Eleições no Chile podem mudar mapa político na América Latina

Por Josival Pereira

Na América Latina, dois países são palco, neste domingo, de eleições gerais. Pelo menos uma delas tem potencial para mudar o mapa político da região. Os eleitores estão indo às urnas no Chile e na Venezuela. 

Na Venezuela, o regime autoritário de Maduro, que tenta segurar o chavismo depois de 20 anos da tomada do poder, faz acenos para a normalidade, embora a oposição denuncie muitas restrições às liberdades democráticas. 

De qualquer forma, dois detalhes marcam as eleições atuais. Um é que a oposição mudou de tática, abandonou o boicote às urnas que fazia desde 2018 e vai disputar o poder em 23 Estados, 355 prefeituras e cadeiras na Assembleia Nacional. A ideia é que é melhor dividir o poder local do que entregar tudo a Maduro. 

O outro detalhe é que o regime está permitindo a presença de observadores de cerca de 100 organismos internacionais. O fato é tido como um apelo desesperado de Maduro para romper o isolamento. A Venezuela está afundada numa crise que levou mais de 90% da população à pobreza.

A mais nova esperança na Venezuela é que, com a oposição ocupando importantes espaços de poder a partir das eleições de hoje, a ditadura possa ser corroída por dentro.   

As eleições na Venezuela são importantes para dentro, mas o pleito no Chile, onde ocorre a disputa em primeiro turno para a Presidência da República, está sendo considerado pelos cientistas e analistas políticos fundamental para o futuro da democracia da América Latina. 

As pesquisas, encerradas há 15 dias, conforme a lei local, indicam claramente que haverá um segundo turno e que este será disputado entre José Antonio Kast (foto) e Gabriel Boric.
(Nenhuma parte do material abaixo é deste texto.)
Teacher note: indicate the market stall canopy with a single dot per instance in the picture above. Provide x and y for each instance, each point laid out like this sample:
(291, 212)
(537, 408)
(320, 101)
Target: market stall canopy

O primeiro representa a direita radical, conservadora e prenuncia retrocesso nas liberdades democráticas, se o programa de governo apresentado for implementado. O segundo é considerado representante da esquerda pura (ou extrema esquerda, conforme os termos da campanha) e prenuncia mais avanços nas liberdades democráticas e conquistas sociais. 

Kast defende o legado da ditadura de Pinochet e é denominado de “Bolsonaro polido” por ter discurso mais contido e não chamar palavrões. Boric tem apenas 35 anos e vem do movimento estudantil e das lutas sociais. 

Para os cientistas, uma vitória de Kast vai influenciar o movimento conservador na região e, ao contrário, a vitória de Boric indicaria que os ventos estariam soprando em favor da esquerda.  As influências se fariam notar nas eleições futuras na América Latina. 

Mais um detalhe para análise: os dois principais candidatos no Chile são outside, vêm de fora do sistema partidário tradicional. Não está sendo fácil entender  a cabeça do eleitor.